The CheckPoint after pre-training only is also uploaded to s-JoL/Open-Llama-V2-pretrain.

We have completed 330B token pre-training, training a total of 80 K steps. The Global Batch Size is consistent with Llama at 4M. Using a total of 7 parts of data to constitute the Instruction-tuning data, the model has certain programming abilities, mathematical abilities, and multi-turn dialogue abilities. Specific data can be found in the Instruction-Tuning section.

Below is a display of the model's multi-turn dialogue ability regarding code:

[2023.5.8] Release v2.1

• This update adds support for larger model training. Using DeepSpeed stage3 + offload + activation checkpoint, you can train a 65B model with A100-80G.

• The peft library is introduced to support training such as lora.

• The following table compares the training speed of Open-Llama and the original Llama, and the performance data of Llama is quoted from the original Llama paper.

[2023.4.28] Release v2.0

This update mainly includes the following aspects, increasing the effective training speed by 50% compared to the v1 version, reducing padding from 30% to 5%, and improving training speed from 3200 tokens/s to 3620 tokens/s. 0.95 * 3620 / (0.7 * 3200) = 1.521

1. Use Hugging Face's datasets library for data reading, with the process as follows:
   1. Use the transform function to unify data formats from different datasets to {'text': 'xxx'}
   2. Tokenize using Tokenizer
   3. Sample long sequences; currently, three modes are provided: truncation, sampling (refer to the Gopher paper), and splitting
   4. Optional: concatenate texts from different docs, reducing padding in the data and accelerating training. In the v1 version, padding accounted for 30%; after concatenation, padding is reduced to 5%.
2. Add Trainer, which can be reused for both pre-training and instruction fine-tuning, see solver/trainer.py
3. Unify the pre-training and instruction fine-tuning training entry to train_lm.py
4. Provide more convenient configuration, see configs/pretrain_config.yaml
5. Provide functionality to continue pre-training based on other pre-trained models and supplementing vocabulary
6. Resuming training from a checkpoint is supported, including loading optimizer parameters/learning rate and skipping duplicate data

[2023.4.16] Release v1.0

Basic pre-training and instruction fine-tuning codes are provided, with a training speed comparable to that of the original Llama. The pre-trained and fine-tuned models are already open-sourced on Hugging Face.

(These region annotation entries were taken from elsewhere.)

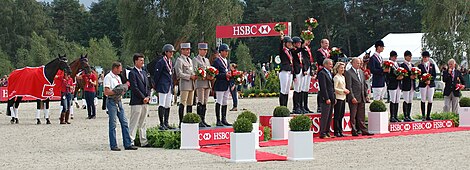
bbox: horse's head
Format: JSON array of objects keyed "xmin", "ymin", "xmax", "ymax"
[{"xmin": 57, "ymin": 54, "xmax": 71, "ymax": 72}]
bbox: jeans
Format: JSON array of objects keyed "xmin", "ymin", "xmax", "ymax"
[
  {"xmin": 85, "ymin": 91, "xmax": 96, "ymax": 117},
  {"xmin": 106, "ymin": 98, "xmax": 132, "ymax": 149}
]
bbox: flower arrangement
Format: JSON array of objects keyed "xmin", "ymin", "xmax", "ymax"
[
  {"xmin": 305, "ymin": 18, "xmax": 318, "ymax": 29},
  {"xmin": 411, "ymin": 67, "xmax": 421, "ymax": 76},
  {"xmin": 232, "ymin": 70, "xmax": 245, "ymax": 85},
  {"xmin": 330, "ymin": 47, "xmax": 342, "ymax": 56},
  {"xmin": 300, "ymin": 30, "xmax": 315, "ymax": 41},
  {"xmin": 206, "ymin": 66, "xmax": 219, "ymax": 77},
  {"xmin": 274, "ymin": 23, "xmax": 286, "ymax": 32},
  {"xmin": 420, "ymin": 73, "xmax": 432, "ymax": 82},
  {"xmin": 395, "ymin": 67, "xmax": 408, "ymax": 76},
  {"xmin": 382, "ymin": 60, "xmax": 395, "ymax": 69},
  {"xmin": 196, "ymin": 67, "xmax": 206, "ymax": 79}
]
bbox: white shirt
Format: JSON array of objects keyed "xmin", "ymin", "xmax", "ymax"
[{"xmin": 103, "ymin": 71, "xmax": 122, "ymax": 90}]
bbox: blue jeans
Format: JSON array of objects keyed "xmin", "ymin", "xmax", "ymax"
[{"xmin": 106, "ymin": 98, "xmax": 132, "ymax": 149}]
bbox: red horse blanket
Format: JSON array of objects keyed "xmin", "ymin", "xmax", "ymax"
[{"xmin": 8, "ymin": 66, "xmax": 64, "ymax": 100}]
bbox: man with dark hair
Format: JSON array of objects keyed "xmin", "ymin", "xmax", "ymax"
[
  {"xmin": 103, "ymin": 62, "xmax": 137, "ymax": 151},
  {"xmin": 129, "ymin": 53, "xmax": 150, "ymax": 146}
]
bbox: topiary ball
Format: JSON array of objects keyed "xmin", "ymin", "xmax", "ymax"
[
  {"xmin": 183, "ymin": 113, "xmax": 201, "ymax": 123},
  {"xmin": 289, "ymin": 115, "xmax": 312, "ymax": 131},
  {"xmin": 369, "ymin": 100, "xmax": 387, "ymax": 112},
  {"xmin": 233, "ymin": 118, "xmax": 253, "ymax": 133},
  {"xmin": 459, "ymin": 97, "xmax": 470, "ymax": 107},
  {"xmin": 237, "ymin": 111, "xmax": 258, "ymax": 123},
  {"xmin": 273, "ymin": 106, "xmax": 290, "ymax": 117}
]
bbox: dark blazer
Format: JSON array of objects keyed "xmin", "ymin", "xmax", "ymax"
[
  {"xmin": 369, "ymin": 53, "xmax": 385, "ymax": 88},
  {"xmin": 344, "ymin": 68, "xmax": 367, "ymax": 103},
  {"xmin": 442, "ymin": 69, "xmax": 465, "ymax": 97},
  {"xmin": 385, "ymin": 64, "xmax": 401, "ymax": 90},
  {"xmin": 212, "ymin": 57, "xmax": 230, "ymax": 91},
  {"xmin": 418, "ymin": 62, "xmax": 436, "ymax": 87},
  {"xmin": 153, "ymin": 57, "xmax": 173, "ymax": 93},
  {"xmin": 129, "ymin": 67, "xmax": 150, "ymax": 105},
  {"xmin": 400, "ymin": 63, "xmax": 416, "ymax": 91},
  {"xmin": 278, "ymin": 40, "xmax": 292, "ymax": 73},
  {"xmin": 318, "ymin": 68, "xmax": 336, "ymax": 103},
  {"xmin": 291, "ymin": 48, "xmax": 302, "ymax": 74}
]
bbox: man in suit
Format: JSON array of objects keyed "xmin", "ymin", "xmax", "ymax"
[
  {"xmin": 369, "ymin": 40, "xmax": 390, "ymax": 100},
  {"xmin": 400, "ymin": 50, "xmax": 417, "ymax": 122},
  {"xmin": 442, "ymin": 59, "xmax": 465, "ymax": 114},
  {"xmin": 315, "ymin": 39, "xmax": 334, "ymax": 112},
  {"xmin": 129, "ymin": 53, "xmax": 150, "ymax": 146},
  {"xmin": 345, "ymin": 58, "xmax": 374, "ymax": 136},
  {"xmin": 318, "ymin": 59, "xmax": 336, "ymax": 139},
  {"xmin": 153, "ymin": 44, "xmax": 175, "ymax": 130},
  {"xmin": 175, "ymin": 43, "xmax": 197, "ymax": 124},
  {"xmin": 212, "ymin": 44, "xmax": 232, "ymax": 126}
]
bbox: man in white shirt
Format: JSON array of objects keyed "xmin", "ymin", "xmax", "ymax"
[{"xmin": 103, "ymin": 62, "xmax": 137, "ymax": 151}]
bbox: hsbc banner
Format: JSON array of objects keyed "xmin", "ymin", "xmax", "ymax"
[
  {"xmin": 388, "ymin": 120, "xmax": 454, "ymax": 132},
  {"xmin": 199, "ymin": 126, "xmax": 264, "ymax": 146},
  {"xmin": 259, "ymin": 113, "xmax": 351, "ymax": 136},
  {"xmin": 215, "ymin": 22, "xmax": 290, "ymax": 38}
]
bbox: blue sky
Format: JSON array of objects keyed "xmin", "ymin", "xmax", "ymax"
[{"xmin": 37, "ymin": 0, "xmax": 98, "ymax": 8}]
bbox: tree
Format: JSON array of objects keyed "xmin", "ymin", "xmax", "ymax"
[
  {"xmin": 87, "ymin": 36, "xmax": 118, "ymax": 70},
  {"xmin": 421, "ymin": 0, "xmax": 470, "ymax": 64},
  {"xmin": 235, "ymin": 43, "xmax": 254, "ymax": 71}
]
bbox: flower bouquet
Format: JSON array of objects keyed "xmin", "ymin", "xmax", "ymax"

v1 version code can be seen at https://github.com/s-JoL/Open-Llama/tree/v1.0

We believe that ease of use is one of the most important features when building large language models. To make Open-LLAMA more accessible, we have focused on the following aspects:

• Minimal implementation: We have adopted the simplest implementation methods, lowering the entry threshold and allowing beginners to get started with ease.
• Complete pipeline: We have published the complete code from dataset construction to training, making every step in the process of building a large language model clear and visible.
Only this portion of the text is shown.